Here's Why There's Talk That The U.S. Might Not Participate In The Winter Olympics

Drew Angerer/Getty Images News/Getty Images

In her current role as the U.S. Ambassador to the United Nations, Nikki Haley recently suggested that American athletes might not participate in the Winter Olympics in South Korea. On Wednesday night, the former South Carolina governor told Fox News that the matter is an "open question," citing escalating tensions between the U.S. and North Korea.

"In the talks that we have — whether it's Jerusalem or North Korea — it's about, how do we protect the U.S. citizens in the area?" Haley said.

Haley added that while she didn't know whether or not American athletes would participate in the games — which are scheduled to take place from Feb. 9 to Feb. 25 in Pyeongchang — she said that the Trump administration would "find out the best way" to keep American athletes safe. However, Haley also insisted that a climate of fear should not prevent athletes from competing.

I think those are conversations we are going to have to have, but what have we always said? We don't ever fear anything, we live our lives. And certainly that is a perfect opportunity for all of them to go and do something they have worked so hard for. What we will do is, we will make sure that we're taking every precaution possible to make sure that they're safe and to know everything that's going on around them. So I think that's something where the administration is going to come together and find out the best way to make sure that they're protected.

Bustle has reached out to Haley's office for comment.

This is not the first time the 2018 Winter Olympics have been a topic of contention. Just last week, the International Olympic Committee banned Russia's Olympic team from the games as punishment for a state-backed doping program. As a result, Russian government officials are not permitted to attend the games, and spectators will neither see the Russian flag nor hear the Russian national anthem in Pyeongchang. Russian athletes who are determined to be clean will be able to participate wearing neutral uniforms.

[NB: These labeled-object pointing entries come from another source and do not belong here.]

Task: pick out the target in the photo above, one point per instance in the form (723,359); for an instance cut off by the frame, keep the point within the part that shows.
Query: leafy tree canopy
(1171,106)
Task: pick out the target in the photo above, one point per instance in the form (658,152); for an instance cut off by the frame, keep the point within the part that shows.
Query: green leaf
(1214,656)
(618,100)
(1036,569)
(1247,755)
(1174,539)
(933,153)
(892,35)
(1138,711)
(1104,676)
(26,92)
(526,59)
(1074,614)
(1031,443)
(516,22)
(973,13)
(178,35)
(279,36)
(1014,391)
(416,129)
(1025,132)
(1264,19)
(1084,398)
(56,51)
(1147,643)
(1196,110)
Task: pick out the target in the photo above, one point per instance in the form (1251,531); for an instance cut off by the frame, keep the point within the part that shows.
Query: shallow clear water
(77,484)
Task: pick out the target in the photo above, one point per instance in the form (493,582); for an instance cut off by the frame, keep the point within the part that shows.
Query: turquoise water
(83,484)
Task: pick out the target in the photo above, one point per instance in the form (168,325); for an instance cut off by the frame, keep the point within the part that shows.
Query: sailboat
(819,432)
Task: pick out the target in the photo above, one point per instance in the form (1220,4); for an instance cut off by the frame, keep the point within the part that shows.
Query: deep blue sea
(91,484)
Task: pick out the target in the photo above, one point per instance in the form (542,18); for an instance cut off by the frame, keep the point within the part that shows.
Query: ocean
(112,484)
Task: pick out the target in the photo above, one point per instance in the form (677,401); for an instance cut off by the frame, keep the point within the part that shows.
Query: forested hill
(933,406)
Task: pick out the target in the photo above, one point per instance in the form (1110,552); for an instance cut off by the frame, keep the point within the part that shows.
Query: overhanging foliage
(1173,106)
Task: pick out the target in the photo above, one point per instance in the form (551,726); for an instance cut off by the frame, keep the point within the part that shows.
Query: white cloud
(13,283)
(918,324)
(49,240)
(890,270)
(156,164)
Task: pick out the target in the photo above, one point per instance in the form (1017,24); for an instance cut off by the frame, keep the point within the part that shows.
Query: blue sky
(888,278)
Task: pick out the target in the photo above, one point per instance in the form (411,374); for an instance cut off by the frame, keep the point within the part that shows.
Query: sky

Moreover, the U.S. is not the only country that has had concerns about security at the South Korean Winter Olympics. Last month, the United Nations General Assembly voted to adopt an Olympic Truce for the games, in order to create "the conditions for all athletes to compete in peace." South Korea and North Korea both agreed to the truce, as well as Japan, China, France, and the U.S. — all of which are slated to host future Olympic Games.

This truce stipulates that any existing conflicts must cease for the duration of the games, and requests that all UN member states "ensure the safe passage, access and participation of athletes, officials and all other accredited persons taking part in the Olympic Winter Games and Paralympic Winter Games."

The existence of this Olympic Truce made many Twitter users wonder why Haley would feel the need to call American participation in the South Korean games into question. However, Haley's position seems to be that American athletes should be allowed to compete as long as extensive safety measures are in place. She told Fox News that it's only an "open question" because the situation on the Korean peninsula is "changing by the day."

But despite Haley's claims that these are ongoing conversations, United States Olympic Committee spokesman Mark Jones told The New York Times that there have been no discussions about American attendance in Pyeongchang.

"We have not had any discussions, either internally or with our government partners, about the possibility of not taking teams to the 2018 Olympic and Paralympic Winter Games," Jones told the Times. "We plan on supporting two full delegations in Pyeongchang."

As the host country for the Winter Olympics, South Korea invited North Korea to the games, but it is unclear whether this will diffuse tensions following joint American-South Korean air force drills and North Korea's recent missile launch.